The metadata inference is a process by which the metadata of an Asset is inferred based on some information about the Asset, depending on the type of information provided it will be used one endpoint or other. The information can be:

1. The result of a SQL query

The API endpoint used for that is /api/inference/dbinference. It returns the list of Entities and Attributes inferred. The endpoint requires the following parameters:

Parameter Required Description
query Optional SQL query used as an example to obtain the metadata. If not provided, the entire database is inferred.
connectionString Mandatory Connection string to access the database where the SQL query will be executed.
idProvider Mandatory Identifier of the Provider in the metadata database to which all the Entities will be associated.
store Optional Flag that indicates if the results of the inference -the Entities and Attributes- must be stored in the metadata database or only returned. The default value is False.
fileNameStyle Optional Reference to the format of the names of the files that the Assets will have. See the Naming convention section below. The default value is 1.
querySource Optional Reference to the supported types of SQL databases. See the Database sources section below.
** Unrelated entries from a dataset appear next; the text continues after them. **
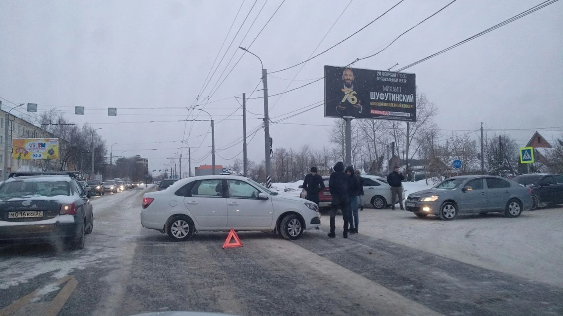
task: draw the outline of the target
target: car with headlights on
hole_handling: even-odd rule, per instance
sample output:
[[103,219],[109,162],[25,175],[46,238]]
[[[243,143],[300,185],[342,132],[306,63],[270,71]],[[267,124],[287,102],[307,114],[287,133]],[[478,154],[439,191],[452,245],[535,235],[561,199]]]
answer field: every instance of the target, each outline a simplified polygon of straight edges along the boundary
[[101,180],[88,180],[86,181],[86,184],[90,187],[90,191],[94,192],[95,195],[104,195],[104,182]]
[[82,249],[94,225],[90,195],[72,173],[14,173],[0,186],[0,245]]
[[251,179],[230,175],[178,180],[166,190],[145,193],[144,227],[166,233],[175,241],[204,231],[272,231],[288,240],[320,225],[319,207],[279,195]]
[[104,182],[104,191],[105,193],[117,193],[119,192],[119,188],[115,181],[106,180]]
[[518,217],[532,206],[531,191],[493,175],[453,177],[429,189],[409,195],[405,208],[418,217],[428,214],[452,220],[458,214],[499,212]]

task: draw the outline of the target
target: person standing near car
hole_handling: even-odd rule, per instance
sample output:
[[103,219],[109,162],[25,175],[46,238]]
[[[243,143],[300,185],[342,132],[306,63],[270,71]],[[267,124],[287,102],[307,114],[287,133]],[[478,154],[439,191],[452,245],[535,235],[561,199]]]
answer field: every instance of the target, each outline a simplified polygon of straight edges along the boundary
[[405,176],[400,170],[399,166],[395,166],[393,168],[393,172],[387,175],[387,183],[391,186],[391,209],[395,209],[395,198],[399,196],[399,205],[401,206],[401,210],[405,209],[403,207],[403,183],[402,181],[405,179]]
[[303,180],[303,189],[307,191],[306,200],[319,205],[319,192],[324,188],[323,177],[317,173],[316,167],[311,167],[311,173]]
[[350,179],[350,186],[348,187],[348,222],[350,229],[348,232],[351,234],[358,233],[358,224],[359,222],[358,214],[358,196],[360,193],[360,179],[354,174],[354,166],[346,167],[346,175]]
[[344,238],[348,238],[348,205],[349,189],[351,178],[349,175],[344,173],[344,163],[338,161],[333,168],[334,172],[330,174],[328,180],[328,189],[332,195],[332,203],[330,207],[330,232],[328,237],[334,238],[336,229],[335,218],[338,209],[342,211],[342,219],[344,220]]
[[364,210],[364,179],[361,178],[361,176],[360,175],[360,170],[356,169],[354,170],[354,173],[357,177],[358,179],[360,180],[360,193],[358,193],[358,204],[359,205],[359,209],[360,211]]

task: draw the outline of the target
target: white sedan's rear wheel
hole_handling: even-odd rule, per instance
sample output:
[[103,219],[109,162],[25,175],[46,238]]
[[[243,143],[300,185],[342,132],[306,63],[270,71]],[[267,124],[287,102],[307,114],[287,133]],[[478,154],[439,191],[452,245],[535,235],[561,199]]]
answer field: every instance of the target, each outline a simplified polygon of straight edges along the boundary
[[194,222],[186,215],[177,215],[170,219],[167,231],[170,239],[174,241],[184,241],[194,234]]

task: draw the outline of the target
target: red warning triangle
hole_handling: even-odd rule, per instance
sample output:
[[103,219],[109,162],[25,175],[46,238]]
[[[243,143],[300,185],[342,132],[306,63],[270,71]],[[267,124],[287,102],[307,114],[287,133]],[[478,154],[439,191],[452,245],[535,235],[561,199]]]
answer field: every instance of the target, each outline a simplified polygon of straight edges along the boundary
[[[231,240],[235,238],[235,242],[231,242]],[[223,244],[223,249],[225,248],[234,248],[235,247],[242,247],[243,243],[240,242],[240,240],[239,239],[239,236],[236,235],[236,233],[235,232],[235,230],[231,228],[231,231],[229,232],[229,236],[227,236],[226,240],[225,241],[225,243]]]

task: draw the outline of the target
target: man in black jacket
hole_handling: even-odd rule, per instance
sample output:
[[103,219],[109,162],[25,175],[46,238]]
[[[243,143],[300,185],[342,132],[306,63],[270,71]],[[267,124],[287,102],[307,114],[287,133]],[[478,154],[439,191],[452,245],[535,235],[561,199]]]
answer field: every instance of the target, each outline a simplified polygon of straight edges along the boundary
[[307,200],[319,204],[319,192],[324,188],[323,177],[317,174],[316,167],[311,167],[311,173],[303,180],[303,189],[307,191]]
[[342,219],[344,220],[344,238],[348,238],[348,190],[351,183],[350,176],[344,173],[344,164],[342,161],[336,163],[333,168],[334,172],[330,174],[330,178],[328,180],[328,189],[332,195],[332,204],[330,208],[330,232],[328,237],[336,237],[334,230],[336,228],[334,218],[336,217],[336,211],[340,209],[342,211]]
[[399,196],[399,205],[403,207],[403,183],[401,181],[405,179],[405,176],[399,170],[399,166],[393,168],[393,172],[387,175],[387,183],[391,186],[391,208],[395,209],[395,198]]
[[359,218],[358,214],[358,196],[360,194],[361,187],[360,184],[359,177],[354,174],[354,167],[346,167],[346,174],[350,178],[350,186],[348,188],[348,222],[350,229],[348,232],[351,234],[358,233],[358,224]]

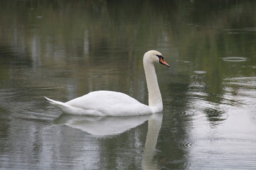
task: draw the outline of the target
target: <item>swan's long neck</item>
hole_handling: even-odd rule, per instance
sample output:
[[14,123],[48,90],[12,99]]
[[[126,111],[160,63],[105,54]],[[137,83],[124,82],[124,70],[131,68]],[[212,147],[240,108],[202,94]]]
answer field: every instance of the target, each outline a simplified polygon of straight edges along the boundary
[[149,106],[154,113],[161,112],[163,110],[163,102],[154,66],[153,63],[145,60],[145,57],[143,60],[143,65],[149,91]]

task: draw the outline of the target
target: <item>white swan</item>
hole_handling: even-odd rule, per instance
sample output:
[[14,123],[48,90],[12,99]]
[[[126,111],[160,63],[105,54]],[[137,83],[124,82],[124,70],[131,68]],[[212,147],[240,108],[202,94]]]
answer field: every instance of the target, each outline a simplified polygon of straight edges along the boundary
[[150,50],[144,54],[143,66],[149,91],[149,106],[125,94],[110,91],[90,92],[66,103],[45,98],[64,113],[73,115],[122,116],[161,112],[162,98],[154,66],[154,63],[158,62],[169,67],[159,52]]

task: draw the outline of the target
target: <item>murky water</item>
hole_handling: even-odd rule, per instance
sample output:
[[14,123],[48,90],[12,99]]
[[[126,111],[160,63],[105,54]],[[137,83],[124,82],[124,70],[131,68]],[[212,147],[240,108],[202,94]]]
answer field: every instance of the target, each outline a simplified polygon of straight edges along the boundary
[[[1,169],[255,169],[256,1],[1,1]],[[92,91],[147,103],[157,50],[162,113],[70,116]]]

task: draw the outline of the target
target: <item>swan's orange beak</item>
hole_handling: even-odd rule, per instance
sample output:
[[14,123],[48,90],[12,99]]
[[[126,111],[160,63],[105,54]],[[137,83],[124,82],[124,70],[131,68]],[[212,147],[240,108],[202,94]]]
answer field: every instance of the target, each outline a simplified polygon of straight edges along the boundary
[[167,62],[166,62],[164,60],[164,58],[163,57],[161,57],[160,60],[159,60],[159,62],[164,65],[166,65],[168,67],[169,67],[170,66],[168,64]]

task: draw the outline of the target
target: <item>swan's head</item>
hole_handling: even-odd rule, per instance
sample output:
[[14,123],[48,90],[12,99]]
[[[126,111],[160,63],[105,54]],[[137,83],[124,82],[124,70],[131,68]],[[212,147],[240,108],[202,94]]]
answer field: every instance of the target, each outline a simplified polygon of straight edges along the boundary
[[164,60],[163,55],[158,51],[150,50],[144,54],[143,62],[146,63],[156,63],[159,62],[164,65],[169,67],[169,65]]

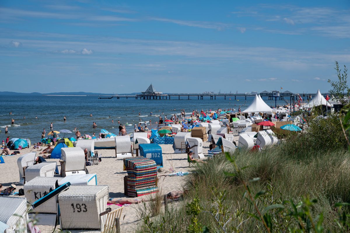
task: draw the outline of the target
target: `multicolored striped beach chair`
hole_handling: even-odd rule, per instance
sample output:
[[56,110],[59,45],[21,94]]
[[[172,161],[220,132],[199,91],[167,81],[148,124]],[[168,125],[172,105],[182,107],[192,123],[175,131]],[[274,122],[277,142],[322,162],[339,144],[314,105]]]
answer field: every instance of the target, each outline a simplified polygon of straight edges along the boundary
[[123,160],[128,175],[124,178],[126,196],[139,197],[159,192],[156,184],[157,165],[154,160],[140,156]]

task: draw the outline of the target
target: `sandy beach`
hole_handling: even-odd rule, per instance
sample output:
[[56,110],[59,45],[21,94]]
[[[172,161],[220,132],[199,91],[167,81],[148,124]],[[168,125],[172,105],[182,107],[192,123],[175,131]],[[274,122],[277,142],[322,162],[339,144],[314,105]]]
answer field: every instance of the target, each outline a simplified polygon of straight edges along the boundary
[[[208,154],[209,143],[204,142],[203,152],[204,155]],[[159,182],[158,186],[162,194],[176,190],[182,190],[181,185],[184,177],[167,176],[167,174],[173,173],[171,171],[172,165],[174,171],[190,171],[191,169],[188,167],[186,154],[174,154],[172,145],[160,145],[162,147],[163,155],[163,167],[162,171],[158,172]],[[46,148],[44,147],[43,148]],[[99,185],[105,185],[109,186],[109,197],[110,198],[121,198],[126,197],[124,195],[124,176],[127,175],[126,172],[123,171],[122,159],[117,158],[115,157],[114,150],[98,150],[99,155],[102,155],[102,161],[98,165],[87,167],[90,173],[97,174],[97,183]],[[4,157],[5,163],[0,165],[0,183],[4,187],[7,186],[12,184],[17,186],[16,192],[20,189],[23,188],[19,185],[19,174],[17,166],[17,159],[21,155],[30,151],[37,151],[33,149],[33,146],[29,148],[26,148],[20,151],[21,153],[16,155]],[[40,152],[37,151],[37,154]],[[55,161],[60,170],[58,159],[48,159],[47,161]],[[150,199],[149,195],[142,196],[141,198]],[[24,196],[21,196],[24,197]],[[139,199],[140,199],[139,198]],[[108,206],[115,209],[118,207],[115,205]],[[120,220],[121,231],[123,232],[134,232],[134,228],[140,222],[141,216],[139,212],[137,211],[140,208],[143,208],[143,205],[132,204],[124,207]],[[51,232],[50,227],[39,226],[42,232]]]

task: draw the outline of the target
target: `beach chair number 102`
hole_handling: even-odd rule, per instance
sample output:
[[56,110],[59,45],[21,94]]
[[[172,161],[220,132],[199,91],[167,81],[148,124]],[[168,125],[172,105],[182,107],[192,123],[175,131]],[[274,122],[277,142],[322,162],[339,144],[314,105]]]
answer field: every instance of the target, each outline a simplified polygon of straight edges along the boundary
[[73,212],[75,212],[75,209],[77,208],[77,212],[78,213],[80,213],[82,211],[83,211],[83,213],[85,213],[88,211],[88,209],[86,208],[86,205],[84,203],[80,205],[80,204],[77,204],[75,205],[75,207],[74,207],[74,204],[72,204],[71,205],[72,206],[72,207],[73,207]]

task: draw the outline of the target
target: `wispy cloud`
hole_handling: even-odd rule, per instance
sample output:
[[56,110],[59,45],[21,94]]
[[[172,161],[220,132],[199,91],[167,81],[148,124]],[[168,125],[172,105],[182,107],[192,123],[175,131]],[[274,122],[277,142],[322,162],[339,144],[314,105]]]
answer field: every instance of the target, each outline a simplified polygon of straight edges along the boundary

The default value is 0.

2. A list of data types

The API endpoint used is /api/inference/dbextractinference. It returns the list of Entities and Attributes inferred. The endpoint requires the following parameters:

Parameter Required Description
dbTypes Mandatory Array with the metadata information extracted from the data source database. See the Database Types section below.
idProvider Mandatory Identifier of the Provider in the metadata database to which all the Entities will be associated.
store Optional Flag that indicates if the results of the inference -the Entities and Attributes- must be stored in the metadata database or only returned. The default value is False.
fileNameStyle Optional Reference to the format of the names of the files that the Assets will have. See the Naming convention section below. The default value is 1.
querySource Optional Reference to the supported types of SQL databases. See the Database sources section below. The default value is 0.

Naming convention

The Entities have a field named RegEx that contains a regular expression that identifies what Assets will be associated to the Entity. When inferring an Entity from a table, the RegEx field is populated with the following regular expression composed by three parts:

^{prefix}{tableName}{suffix}.parquet
  1. prefix will be the name of the schema of the table in lower case followed by underscore. If it is a Transact SQL and the schema is the default dbo, the prefix will be omitted.
  2. tableName will be the name of the table in lower case.
  3. suffix will depend on the fileNameStyle selected. The options can be seen in the following table:
Id FileNameSuffixStyle Regex value sample Asset filename sample
0 NoSuffix ^myschema_mytable.parquet myschema_mytable.parquet
1 Date ^myschema_mytable_((?<year>\d{4})(?<month>\d{2})(?<day>\d{2})).parquet myschema_mytable_20190129.parquet
2 DateTime ^myschema_mytable__((?<year>\d{4})(?<month>\d{2})(?<day>\d{2}))-((?<hour>\d{2})(?<minute>\d{2})(?<second>\d{2})).parquet myschema_mytable_20190129-105555.parquet

Database sources

The QuerySource identifies the database source of the SQL query:

Id QuerySources
0 TSQL
1 DB2

Database Types

The dbTypes is an array with the information of the metadata of an Entity in a format that can be easily populated with information extracted from the data source database. The JSON structure is the following:

{
    "TABLE_SCHEMA": "string",
    "TABLE_NAME": "string",
    "COLUMN_NAME": "string",
    "DATA_TYPE": "string",
    "NUMERIC_PRECISION": 0,
    "NUMERIC_SCALE": 0,
    "CHARACTER_MAXIMUM_LENGTH": 0,
    "DATETIME_PRECISION": 0,
    "ORDINAL_POSITION": 0,
    "IS_NULLABLE": true,
    "IS_PK": true
}